The present invention relates generally to the detection of levels of materials in containers and, more particularly, to a method of detecting the presence of free liquids in large sealed containers of solidified liquid radioactive waste.
A serious problem encountered in virtually every aspect of the nuclear industry is the generation of low level radioactive liquid waste, generally referred to as "radwaste". One common expedient for handling such liquid radwaste in accordance with Federal regulations is to solidify the same in sealed metal drums or containers for burial in a proper underground depository. The three most widely known matrixes for solidifying liquid wastes are cement, urea formaldehyde (UF) and bitumen. However, improper solidification with any of these matrixes can lead to incomplete binding of the liquid or result in the subsequent formation of liquid on the top surface of the solidified portion following the initial set.

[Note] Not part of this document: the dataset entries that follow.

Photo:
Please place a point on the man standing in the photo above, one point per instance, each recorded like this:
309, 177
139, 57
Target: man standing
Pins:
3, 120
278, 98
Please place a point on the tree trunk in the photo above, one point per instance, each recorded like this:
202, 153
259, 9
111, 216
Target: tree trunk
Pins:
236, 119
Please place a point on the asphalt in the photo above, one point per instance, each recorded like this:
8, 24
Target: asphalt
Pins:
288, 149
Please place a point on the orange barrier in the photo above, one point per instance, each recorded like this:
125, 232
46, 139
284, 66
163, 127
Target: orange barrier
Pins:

Generally, the present industry method of verifying the absence of free liquid under the American National Standard Institute (ANSI) guidelines is by visual examination and extensive destructive internal sectioning and examination of representative drums of the solid. Any appreciable change in formulation of the solidification process requires new testing. However, the destructive testing of a small number of representative solidified radwaste samples, because of their highly variable nature, cannot accurately verify the presence or absence of liquids within all the sealed solid waste containers. Moreover, this destructive testing procedure is slow and exposes the solid radioactive waste which must be re-contained prior to disposal. Furthermore, the opening of sealed radwaste containers is illegal in most states except under strict government audited and monitored conditions.

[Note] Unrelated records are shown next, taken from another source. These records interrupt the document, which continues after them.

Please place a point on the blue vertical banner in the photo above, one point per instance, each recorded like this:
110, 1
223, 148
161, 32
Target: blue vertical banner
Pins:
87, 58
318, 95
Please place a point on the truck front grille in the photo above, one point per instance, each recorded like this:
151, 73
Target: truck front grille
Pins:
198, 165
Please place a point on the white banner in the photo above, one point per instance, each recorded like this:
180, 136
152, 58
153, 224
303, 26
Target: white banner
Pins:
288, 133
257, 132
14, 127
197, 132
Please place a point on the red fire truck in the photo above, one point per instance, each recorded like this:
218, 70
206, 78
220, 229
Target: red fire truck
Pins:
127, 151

In light of the above, it can be appreciated that there is a need to develop a technique for nondestructively testing sealed radwaste containers to quickly and accurately verify the absence or presence of free liquid therein. A technique for determining free liquids in radwaste containers has been developed for small waste drums, i.e., drums of approximately 55 gallon capacities, and is described in an article entitled "Detection of Free Liquid in Sealed Containers Simulating Drums of Solidified Radioactive Liquid Waste" by Greenhalgh et al presented at the 3rd International Conference on Nondestructive Evaluation In The Nuclear Industry (1980), pp. 667-681. Basically, one of the procedures disclosed therein involves the application of heat at a constant rate for a predetermined time to an exterior surface of a closed radwaste container or drum. When the heat input is terminated, the surface temperature of the drum begins to decrease. If water is present adjacent the drum surface, the surface temperature of the drum in that region will fall faster than if backed by solids. Thus, after terminating the heat input, the surface temperature of the drum is quickly mapped or scanned by an infrared scanning camera. The mapped temperatures show up in different shades of light corresponding to differences of heat conductivity of the physically different materials, such as liquids and solids, in the drum.

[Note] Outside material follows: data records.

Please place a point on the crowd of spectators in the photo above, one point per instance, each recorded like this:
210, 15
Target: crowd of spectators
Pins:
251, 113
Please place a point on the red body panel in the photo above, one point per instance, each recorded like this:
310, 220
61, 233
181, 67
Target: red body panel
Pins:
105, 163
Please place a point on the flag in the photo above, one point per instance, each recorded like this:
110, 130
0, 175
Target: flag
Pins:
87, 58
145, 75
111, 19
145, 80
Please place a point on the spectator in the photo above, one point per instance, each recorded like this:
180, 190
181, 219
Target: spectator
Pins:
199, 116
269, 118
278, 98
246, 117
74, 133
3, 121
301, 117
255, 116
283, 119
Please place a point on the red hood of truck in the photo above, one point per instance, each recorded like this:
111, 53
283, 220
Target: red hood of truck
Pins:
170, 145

The other procedure described in the above article involves heating the container with a temperature sensitive thermal image transducer having a transparent backing. The transducer is equipped with metal foil heating elements coated with a thermally sensitive phospher that exhibits a thermal image through the transparent backing in accordance with the heat absorption characteristics of the materials contained in the drum, thereby distinguishing between liquids and solids. In both procedures described above, the drums can be tilted to detect and measure any liquids disposed on the top surface of the solid.
While these techniques admirably serve their purposes on the smaller 55 gallon containers, which have wall thicknesses ranging from 1.087 to 1.519 millimeters, they are not satisfactory in detecting free liquids in the larger containers, such as the 50 cubic feet (374 gallons) radwaste containers having wall thicknesses of at least 6.35 millimeters. These larger wall thicknesses preclude reliable detection of the differences in heat conductivity between the solids and liquids behind the container walls. Thus, there is no known nondestructive method for determining free liquids in large waste containers of the 50 cubic feet and larger capacities.